21 thoughts on “Books to Review in 2016

  1. You have some great reading lined up Elle, Larry’s Party is fantastic, I hope you enjoy it. I have a NetGalley copy of the Danielle McLaughlin which I really should save for Ireland Month but can’t wait to read! And how sweet is your Dad?

    1. Yes, I’m quietly looking forward to Larry’s Party a good deal, and the McLaughlin too. Short stories are usually pretty hit-and-miss for me, but I think this could be special. (My dad is *the sweetest*. He bought me a book every Friday from the time I was two until I left home. Explains a lot.)

  2. I hope to get back to my project of reading all works that have been shortlisted for the Women’s Prize. I only discovered Kate Grenville a few months ago, and I am looking forward to reading The Idea of Perfection (soonish).

  3. Every Friday since you were two? So sweet! (And a great idea, actually – too bad I have 3 kids…)
    I am so looking forward to hearing what people have to say about Rush Oh!. Who will be the first to read it and let me know? Maybe you! American Housewife sounds good, too. In fact, I can’t wait to hear about it all!
    Happy reading!

    1. I know, a brilliant idea and my brother and I were both very lucky. (Also lucky that my mum, comptroller of household finances, signed off on the whole scheme.) Happy reading to you too!

  4. ‘The Idea of Perfection’ is, in fact, one of the most perfectly written and constructed books I have ever read. I really envy you the pleasure of coming to it for the first time.

  5. Can I just add my hooray re. Ancillary Justice to Stephanie’s? HOORAY! I’m so glad you enjoyed it. The first book is definitely my favourite, but the other two are brilliant too.

    Sounds like you are going to have a very busy start to the reading year. I’ve hardly heard of any of your new releases – except The Outrun – so am looking forward to finding out more about those.
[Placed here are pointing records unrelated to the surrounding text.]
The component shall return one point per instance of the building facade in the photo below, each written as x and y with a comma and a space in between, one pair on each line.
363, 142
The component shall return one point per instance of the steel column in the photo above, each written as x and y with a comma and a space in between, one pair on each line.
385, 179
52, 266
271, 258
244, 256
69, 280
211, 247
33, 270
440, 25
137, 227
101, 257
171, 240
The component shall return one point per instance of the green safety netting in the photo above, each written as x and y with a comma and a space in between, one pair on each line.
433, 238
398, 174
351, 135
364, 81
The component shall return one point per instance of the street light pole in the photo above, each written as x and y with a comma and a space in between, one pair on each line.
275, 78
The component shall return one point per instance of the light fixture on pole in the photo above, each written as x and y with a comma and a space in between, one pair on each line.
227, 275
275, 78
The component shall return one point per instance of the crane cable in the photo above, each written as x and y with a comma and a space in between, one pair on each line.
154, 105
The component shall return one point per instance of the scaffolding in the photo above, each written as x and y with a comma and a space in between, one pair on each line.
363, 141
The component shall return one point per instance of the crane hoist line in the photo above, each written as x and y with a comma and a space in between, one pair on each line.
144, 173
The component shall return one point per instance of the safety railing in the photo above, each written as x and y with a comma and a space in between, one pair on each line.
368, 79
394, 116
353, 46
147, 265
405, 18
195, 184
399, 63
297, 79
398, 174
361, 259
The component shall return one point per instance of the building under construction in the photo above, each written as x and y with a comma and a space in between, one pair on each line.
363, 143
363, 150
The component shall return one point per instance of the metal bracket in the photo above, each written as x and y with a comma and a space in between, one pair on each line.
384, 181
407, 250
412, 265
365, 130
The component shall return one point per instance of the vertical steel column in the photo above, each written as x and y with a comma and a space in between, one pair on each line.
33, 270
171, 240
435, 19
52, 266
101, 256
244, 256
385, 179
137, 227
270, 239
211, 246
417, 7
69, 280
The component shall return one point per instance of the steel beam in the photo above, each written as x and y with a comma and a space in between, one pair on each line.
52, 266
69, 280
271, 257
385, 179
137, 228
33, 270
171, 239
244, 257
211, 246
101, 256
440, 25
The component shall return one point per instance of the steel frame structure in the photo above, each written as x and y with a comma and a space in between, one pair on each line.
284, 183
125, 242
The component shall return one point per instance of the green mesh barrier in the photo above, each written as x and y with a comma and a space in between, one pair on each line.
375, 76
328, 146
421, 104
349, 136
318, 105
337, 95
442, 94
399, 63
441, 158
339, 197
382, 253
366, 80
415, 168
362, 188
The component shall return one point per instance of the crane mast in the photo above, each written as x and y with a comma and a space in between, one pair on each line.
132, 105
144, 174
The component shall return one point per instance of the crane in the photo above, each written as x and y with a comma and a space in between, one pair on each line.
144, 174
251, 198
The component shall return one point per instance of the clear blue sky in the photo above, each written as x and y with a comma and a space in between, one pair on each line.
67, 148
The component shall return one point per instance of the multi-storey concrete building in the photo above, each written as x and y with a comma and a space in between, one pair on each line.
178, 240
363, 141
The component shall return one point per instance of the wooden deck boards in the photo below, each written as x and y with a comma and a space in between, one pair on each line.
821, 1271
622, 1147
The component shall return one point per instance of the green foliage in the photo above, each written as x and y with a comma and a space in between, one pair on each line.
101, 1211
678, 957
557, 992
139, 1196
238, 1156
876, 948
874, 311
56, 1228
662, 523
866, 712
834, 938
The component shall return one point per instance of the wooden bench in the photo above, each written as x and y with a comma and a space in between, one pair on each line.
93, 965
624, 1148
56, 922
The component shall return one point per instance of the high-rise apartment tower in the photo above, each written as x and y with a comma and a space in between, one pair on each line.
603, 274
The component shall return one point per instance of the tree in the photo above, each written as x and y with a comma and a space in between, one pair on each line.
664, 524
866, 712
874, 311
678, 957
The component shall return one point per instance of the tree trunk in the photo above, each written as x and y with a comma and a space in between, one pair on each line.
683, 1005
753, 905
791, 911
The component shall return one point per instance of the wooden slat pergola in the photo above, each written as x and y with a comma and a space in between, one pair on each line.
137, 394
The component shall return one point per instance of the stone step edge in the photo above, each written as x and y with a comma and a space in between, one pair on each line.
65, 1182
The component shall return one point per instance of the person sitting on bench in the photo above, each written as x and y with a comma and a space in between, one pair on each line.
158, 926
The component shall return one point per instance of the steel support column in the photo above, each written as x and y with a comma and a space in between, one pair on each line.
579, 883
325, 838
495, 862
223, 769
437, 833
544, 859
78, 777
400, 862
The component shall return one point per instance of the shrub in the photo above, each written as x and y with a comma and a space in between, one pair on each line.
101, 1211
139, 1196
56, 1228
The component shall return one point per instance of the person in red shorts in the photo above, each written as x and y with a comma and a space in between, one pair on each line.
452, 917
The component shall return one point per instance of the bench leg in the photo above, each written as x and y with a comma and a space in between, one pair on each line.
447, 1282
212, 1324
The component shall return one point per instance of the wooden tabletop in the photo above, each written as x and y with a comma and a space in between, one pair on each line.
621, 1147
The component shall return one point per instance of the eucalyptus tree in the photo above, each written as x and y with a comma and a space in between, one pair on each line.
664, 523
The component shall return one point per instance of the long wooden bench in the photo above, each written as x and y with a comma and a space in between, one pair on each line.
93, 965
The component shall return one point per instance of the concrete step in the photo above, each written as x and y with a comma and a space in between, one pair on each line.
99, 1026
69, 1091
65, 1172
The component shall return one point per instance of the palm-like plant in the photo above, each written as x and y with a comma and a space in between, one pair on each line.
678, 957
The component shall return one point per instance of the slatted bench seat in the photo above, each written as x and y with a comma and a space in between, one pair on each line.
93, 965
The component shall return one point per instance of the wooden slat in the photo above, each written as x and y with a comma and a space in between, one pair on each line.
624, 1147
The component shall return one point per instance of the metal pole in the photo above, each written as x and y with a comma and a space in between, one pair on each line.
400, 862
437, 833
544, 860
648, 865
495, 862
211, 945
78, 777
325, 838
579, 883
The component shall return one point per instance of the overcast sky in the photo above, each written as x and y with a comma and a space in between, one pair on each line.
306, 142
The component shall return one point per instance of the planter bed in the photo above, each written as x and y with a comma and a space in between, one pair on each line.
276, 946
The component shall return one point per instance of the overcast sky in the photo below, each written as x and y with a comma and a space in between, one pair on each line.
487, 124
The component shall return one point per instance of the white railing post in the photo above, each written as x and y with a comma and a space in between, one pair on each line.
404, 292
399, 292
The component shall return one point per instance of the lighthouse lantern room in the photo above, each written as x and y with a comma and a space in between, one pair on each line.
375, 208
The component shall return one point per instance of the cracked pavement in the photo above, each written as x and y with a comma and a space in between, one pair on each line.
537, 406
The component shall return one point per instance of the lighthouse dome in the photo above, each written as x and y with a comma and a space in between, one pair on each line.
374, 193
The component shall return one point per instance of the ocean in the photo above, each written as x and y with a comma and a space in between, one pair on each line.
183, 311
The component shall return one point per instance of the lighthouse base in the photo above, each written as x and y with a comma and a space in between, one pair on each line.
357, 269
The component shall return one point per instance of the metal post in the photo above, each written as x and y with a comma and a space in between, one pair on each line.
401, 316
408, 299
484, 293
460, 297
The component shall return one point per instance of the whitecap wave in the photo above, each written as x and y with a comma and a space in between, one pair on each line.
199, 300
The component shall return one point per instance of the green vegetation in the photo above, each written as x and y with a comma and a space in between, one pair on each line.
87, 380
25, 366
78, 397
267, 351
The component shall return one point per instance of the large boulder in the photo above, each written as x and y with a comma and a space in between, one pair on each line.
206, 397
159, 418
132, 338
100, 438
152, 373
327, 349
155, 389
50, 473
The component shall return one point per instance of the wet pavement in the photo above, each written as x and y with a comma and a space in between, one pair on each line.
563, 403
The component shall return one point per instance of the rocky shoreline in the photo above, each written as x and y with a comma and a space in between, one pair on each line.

And I think you’ll enjoy The Lacuna by Barbara Kingsolver; it’s such a lush untamed sort of read.

    1. Yes!! I’m hoping to do a bit of swapping off (one review book; one Leckie book; one review book; one Leckie book) until I’ve finished the trilogy. I agree with you that it’s silly to draw out an author’s backlist, and although I’m not often in a position to read them all one after the other, when I do have the books, I should take advantage of it.

      Excited for both The Outrun (Orkney, alcoholism, check) and The Lacuna–have always liked Barbara Kingsolver.